CMU alum's award-winning World of Goo video game

Given these trying economic times, quitting your job probably sounds like a bad idea. For one alum, it was the best decision he ever made.

Kyle Gabler (CMU'05) and a friend instead spent their days in the coffee shops of San Francisco for two years, using as much free Wi-Fi as they could get. The result: the award-winning video game 'World of Goo,' where users build a landscape of towers, bridges, giant tongues and floating machines out of balls of goo.

"Almost two years later, it's a surreal feeling being able to look back and realize that quitting our jobs was the best decision we ever made," said Gabler. "The game has managed to pick up lots of cool awards — even a few 'game of the year' awards — and continues to sell very well."

Developed for Nintendo Wii, PC, Mac and Linux, the highly addictive 'World of Goo' was based on a student project at Carnegie Mellon University's Entertainment Technology Center (ETC).

"Our team's goal was to build 50 new experimental games in one semester. One of the 50 games was an unstable little thing I made called 'Tower of Goo,'" Gabler explained. "I had no idea, back in school, that the little buggy project I stayed up all night finishing, would change my life."

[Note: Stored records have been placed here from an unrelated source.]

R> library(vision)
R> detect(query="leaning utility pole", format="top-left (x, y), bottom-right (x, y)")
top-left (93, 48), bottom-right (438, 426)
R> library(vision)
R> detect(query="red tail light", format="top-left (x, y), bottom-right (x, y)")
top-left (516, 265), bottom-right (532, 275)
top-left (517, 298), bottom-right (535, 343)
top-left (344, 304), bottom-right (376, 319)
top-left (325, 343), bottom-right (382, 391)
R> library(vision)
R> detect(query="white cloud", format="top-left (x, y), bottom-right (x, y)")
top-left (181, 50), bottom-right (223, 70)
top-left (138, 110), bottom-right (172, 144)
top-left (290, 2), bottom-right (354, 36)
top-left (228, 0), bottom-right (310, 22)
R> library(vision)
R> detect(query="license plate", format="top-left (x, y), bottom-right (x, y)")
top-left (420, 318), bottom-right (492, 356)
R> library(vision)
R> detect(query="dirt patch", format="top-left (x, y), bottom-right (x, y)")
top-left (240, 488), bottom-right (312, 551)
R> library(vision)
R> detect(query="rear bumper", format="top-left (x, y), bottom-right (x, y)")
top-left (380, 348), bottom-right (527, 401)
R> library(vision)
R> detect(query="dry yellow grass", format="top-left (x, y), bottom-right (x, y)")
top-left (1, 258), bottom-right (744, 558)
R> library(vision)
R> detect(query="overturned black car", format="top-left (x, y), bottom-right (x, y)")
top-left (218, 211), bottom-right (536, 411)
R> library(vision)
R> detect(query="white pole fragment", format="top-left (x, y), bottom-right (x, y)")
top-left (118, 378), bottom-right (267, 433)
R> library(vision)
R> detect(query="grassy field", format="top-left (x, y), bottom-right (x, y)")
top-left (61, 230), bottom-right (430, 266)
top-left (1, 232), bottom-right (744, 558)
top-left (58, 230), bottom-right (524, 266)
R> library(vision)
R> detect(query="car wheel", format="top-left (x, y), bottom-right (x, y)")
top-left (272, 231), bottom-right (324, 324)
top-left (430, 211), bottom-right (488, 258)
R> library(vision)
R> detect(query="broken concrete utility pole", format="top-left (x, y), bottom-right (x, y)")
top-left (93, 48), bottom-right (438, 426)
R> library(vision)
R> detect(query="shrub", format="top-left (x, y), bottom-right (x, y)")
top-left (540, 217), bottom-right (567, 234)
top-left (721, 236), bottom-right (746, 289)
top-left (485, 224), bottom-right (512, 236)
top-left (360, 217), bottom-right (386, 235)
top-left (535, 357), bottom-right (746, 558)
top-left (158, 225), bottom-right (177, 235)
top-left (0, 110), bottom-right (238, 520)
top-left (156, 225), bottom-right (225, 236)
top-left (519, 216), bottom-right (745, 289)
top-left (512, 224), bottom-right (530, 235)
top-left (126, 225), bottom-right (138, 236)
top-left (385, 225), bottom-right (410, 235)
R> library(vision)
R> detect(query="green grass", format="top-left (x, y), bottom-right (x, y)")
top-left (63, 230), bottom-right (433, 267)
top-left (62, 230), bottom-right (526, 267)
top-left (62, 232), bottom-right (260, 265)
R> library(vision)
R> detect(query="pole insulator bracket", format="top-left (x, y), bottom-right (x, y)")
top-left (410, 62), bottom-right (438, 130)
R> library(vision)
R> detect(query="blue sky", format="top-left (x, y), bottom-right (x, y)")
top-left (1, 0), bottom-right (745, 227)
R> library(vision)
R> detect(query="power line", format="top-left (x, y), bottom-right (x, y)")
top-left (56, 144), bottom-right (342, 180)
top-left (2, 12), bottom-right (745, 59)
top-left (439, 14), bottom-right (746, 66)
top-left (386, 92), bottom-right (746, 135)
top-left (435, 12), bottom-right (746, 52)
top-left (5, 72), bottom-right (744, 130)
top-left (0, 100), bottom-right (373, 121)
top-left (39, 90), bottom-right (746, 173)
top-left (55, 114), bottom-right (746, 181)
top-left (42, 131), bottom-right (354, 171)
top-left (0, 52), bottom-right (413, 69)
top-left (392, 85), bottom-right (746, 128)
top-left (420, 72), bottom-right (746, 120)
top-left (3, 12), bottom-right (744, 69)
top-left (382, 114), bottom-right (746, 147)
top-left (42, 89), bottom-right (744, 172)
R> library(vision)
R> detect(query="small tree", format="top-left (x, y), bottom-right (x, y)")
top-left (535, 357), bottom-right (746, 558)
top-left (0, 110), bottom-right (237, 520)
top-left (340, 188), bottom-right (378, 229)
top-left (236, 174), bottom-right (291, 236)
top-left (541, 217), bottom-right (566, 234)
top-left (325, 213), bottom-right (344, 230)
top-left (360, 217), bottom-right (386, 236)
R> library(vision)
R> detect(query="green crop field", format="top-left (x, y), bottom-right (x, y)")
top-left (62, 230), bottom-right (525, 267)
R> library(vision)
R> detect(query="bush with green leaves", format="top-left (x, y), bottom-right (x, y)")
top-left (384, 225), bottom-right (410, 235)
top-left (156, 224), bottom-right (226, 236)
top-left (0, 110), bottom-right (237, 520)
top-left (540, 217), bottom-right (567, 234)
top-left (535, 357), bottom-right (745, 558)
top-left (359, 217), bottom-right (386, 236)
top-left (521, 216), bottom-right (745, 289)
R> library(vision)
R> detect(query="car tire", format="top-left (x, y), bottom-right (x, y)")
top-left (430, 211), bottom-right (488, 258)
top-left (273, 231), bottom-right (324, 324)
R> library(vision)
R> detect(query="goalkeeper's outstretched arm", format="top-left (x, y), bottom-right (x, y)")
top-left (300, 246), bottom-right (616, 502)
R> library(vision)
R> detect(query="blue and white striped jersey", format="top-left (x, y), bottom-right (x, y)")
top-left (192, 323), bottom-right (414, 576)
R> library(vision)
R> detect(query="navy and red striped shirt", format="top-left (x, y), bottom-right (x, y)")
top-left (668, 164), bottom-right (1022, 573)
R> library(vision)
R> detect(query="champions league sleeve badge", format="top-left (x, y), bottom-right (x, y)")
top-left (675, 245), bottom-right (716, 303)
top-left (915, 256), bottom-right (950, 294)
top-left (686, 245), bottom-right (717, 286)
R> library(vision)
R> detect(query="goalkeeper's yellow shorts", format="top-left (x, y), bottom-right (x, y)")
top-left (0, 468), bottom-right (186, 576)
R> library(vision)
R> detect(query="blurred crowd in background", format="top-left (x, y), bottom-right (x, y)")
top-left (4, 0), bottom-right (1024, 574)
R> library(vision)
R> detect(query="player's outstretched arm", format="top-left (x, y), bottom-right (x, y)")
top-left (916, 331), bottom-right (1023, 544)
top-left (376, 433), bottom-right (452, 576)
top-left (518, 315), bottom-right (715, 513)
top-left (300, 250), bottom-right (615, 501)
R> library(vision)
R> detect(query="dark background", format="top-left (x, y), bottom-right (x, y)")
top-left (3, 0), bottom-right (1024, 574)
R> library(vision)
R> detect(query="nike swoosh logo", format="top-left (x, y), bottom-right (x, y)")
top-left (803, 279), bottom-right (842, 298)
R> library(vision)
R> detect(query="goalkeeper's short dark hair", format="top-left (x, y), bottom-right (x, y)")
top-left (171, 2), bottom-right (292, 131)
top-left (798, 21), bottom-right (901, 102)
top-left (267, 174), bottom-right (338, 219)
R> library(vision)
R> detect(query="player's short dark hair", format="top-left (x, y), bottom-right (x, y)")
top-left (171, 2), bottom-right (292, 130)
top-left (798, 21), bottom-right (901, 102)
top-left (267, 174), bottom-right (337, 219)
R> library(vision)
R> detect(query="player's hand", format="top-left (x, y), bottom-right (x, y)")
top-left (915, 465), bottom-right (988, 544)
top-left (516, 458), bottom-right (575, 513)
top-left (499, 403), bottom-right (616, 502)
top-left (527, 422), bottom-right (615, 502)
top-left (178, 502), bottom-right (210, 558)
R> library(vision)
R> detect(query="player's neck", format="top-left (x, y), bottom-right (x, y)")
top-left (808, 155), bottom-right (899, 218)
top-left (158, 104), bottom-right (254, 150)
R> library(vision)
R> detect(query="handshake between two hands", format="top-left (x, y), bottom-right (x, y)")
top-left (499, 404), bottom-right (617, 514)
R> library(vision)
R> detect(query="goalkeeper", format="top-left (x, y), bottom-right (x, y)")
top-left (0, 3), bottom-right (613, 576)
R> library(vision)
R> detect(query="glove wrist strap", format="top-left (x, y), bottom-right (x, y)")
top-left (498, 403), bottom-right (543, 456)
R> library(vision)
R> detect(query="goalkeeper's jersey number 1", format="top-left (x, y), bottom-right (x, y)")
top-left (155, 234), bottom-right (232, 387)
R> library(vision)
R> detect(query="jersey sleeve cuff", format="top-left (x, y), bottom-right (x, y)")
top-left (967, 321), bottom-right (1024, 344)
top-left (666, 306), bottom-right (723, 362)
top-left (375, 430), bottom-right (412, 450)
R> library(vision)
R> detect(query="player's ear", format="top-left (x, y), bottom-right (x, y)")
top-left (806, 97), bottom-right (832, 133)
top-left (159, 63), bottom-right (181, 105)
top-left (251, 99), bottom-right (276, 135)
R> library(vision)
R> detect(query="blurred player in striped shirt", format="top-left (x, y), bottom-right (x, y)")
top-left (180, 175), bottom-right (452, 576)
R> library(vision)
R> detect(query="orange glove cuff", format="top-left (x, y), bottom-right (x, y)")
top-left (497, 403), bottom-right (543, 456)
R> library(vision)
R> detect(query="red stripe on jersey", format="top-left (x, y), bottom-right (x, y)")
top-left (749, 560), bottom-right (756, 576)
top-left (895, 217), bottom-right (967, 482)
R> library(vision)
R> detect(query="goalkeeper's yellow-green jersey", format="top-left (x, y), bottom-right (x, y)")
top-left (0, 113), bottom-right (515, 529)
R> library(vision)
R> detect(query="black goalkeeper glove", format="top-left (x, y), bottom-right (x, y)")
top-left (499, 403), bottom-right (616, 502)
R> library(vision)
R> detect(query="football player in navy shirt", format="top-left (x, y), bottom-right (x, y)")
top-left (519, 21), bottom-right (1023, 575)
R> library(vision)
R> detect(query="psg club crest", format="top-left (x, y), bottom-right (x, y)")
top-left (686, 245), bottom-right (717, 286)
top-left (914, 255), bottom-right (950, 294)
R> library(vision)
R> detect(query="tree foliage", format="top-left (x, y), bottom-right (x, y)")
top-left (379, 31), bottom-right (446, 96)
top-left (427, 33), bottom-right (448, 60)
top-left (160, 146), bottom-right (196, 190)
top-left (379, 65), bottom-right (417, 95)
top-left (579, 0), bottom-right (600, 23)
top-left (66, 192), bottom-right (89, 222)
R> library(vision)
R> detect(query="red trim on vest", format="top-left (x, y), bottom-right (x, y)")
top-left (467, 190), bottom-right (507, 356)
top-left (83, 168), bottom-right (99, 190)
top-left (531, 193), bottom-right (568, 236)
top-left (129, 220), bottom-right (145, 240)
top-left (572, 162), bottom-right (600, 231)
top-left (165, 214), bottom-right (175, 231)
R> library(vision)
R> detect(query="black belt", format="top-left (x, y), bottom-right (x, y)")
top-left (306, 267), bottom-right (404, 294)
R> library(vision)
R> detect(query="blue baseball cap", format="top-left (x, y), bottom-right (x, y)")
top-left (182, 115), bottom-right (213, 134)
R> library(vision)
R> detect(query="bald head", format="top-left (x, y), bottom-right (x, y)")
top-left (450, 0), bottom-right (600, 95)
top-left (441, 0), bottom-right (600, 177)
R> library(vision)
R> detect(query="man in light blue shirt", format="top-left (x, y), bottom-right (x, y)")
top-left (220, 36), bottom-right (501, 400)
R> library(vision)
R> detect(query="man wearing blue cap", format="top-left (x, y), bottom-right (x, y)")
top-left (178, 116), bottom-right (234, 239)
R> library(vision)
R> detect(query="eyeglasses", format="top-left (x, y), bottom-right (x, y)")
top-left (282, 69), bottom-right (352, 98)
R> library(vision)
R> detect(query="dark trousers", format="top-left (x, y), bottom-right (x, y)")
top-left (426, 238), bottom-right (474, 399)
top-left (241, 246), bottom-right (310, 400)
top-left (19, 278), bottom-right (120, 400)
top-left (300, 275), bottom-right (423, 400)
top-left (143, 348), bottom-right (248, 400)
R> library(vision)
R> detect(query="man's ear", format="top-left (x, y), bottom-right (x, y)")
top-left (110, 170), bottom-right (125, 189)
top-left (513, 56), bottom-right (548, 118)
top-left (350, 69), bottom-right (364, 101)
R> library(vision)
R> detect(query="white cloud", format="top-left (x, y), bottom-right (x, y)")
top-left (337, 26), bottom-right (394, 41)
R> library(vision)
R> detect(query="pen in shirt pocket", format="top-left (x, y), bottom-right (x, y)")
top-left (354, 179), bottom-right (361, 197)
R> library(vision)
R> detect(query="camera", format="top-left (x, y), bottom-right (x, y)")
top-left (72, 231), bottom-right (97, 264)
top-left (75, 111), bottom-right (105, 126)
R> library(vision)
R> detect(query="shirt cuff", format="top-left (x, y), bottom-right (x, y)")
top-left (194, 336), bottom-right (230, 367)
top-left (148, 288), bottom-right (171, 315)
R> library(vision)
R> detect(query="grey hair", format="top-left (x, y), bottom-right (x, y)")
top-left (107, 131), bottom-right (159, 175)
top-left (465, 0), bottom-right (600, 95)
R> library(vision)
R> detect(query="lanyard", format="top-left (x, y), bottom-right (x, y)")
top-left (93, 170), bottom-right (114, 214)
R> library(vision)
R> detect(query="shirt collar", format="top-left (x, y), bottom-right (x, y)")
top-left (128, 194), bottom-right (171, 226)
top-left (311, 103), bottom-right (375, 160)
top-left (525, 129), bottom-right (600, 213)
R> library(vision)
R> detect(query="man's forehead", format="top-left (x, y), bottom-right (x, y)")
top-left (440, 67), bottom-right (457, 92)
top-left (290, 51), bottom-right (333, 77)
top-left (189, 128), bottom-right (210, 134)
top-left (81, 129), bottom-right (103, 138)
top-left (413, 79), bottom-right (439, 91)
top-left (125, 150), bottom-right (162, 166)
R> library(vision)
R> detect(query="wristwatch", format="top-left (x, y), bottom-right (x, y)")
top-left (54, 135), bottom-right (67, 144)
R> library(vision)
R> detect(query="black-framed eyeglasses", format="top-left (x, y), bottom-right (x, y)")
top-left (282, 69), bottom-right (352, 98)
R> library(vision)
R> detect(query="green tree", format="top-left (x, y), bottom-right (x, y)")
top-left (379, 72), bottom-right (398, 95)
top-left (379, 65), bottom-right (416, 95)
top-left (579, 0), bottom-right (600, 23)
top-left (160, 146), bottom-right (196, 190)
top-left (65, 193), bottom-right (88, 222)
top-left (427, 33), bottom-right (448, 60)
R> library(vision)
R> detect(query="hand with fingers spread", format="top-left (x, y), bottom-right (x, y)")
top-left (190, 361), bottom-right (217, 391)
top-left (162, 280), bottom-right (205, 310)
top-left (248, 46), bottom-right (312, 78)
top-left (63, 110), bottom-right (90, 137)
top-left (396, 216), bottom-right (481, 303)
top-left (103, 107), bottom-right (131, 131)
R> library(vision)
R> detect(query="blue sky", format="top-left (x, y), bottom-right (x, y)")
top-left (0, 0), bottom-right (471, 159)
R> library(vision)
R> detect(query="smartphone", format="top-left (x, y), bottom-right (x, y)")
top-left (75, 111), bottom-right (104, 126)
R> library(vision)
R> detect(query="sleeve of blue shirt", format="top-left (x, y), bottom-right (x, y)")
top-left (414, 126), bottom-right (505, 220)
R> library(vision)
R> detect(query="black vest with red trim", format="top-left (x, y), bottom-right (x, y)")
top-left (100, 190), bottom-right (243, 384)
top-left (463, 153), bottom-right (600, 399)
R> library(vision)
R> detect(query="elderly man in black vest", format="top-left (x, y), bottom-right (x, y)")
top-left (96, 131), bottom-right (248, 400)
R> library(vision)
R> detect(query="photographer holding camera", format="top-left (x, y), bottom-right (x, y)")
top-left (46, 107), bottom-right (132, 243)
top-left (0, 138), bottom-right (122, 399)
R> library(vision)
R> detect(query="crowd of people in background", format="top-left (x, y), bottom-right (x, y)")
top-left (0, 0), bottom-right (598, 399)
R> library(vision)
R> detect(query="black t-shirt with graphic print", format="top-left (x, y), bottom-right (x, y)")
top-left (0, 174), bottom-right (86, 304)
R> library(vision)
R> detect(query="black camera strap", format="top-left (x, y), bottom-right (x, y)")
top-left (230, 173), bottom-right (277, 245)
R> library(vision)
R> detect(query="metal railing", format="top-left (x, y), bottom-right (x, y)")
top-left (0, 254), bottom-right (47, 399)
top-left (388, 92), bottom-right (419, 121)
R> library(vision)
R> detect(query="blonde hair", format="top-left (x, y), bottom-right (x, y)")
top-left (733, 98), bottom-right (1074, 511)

What does Gabler like most about the ETC?

"A lot of kids these days are too talented. They can make art, and write music, and design and build complicated systems, all at once, resulting in beautiful, functional creations, with a whole lot of harmony," he explained. "It would be wasteful to make them pick just one discipline to focus on. The ETC helps kids realize they really can do everything, if they want."

Like most of the center's grads, inspiring words spoken by the late alum and ETC co-founder Professor Randy Pausch still echo in Gabler's head.

"Randy always had a brilliantly worded, usually wry token of advice. One of the most valuable things I learned at the ETC was Randy's 'If you make something cool enough, nobody cares if you didn't follow the rules,'" Gabler said.

Gabler admits he is not trying to change the world through his work.

"I'd just be happy to maybe help folks not take stuff so seriously."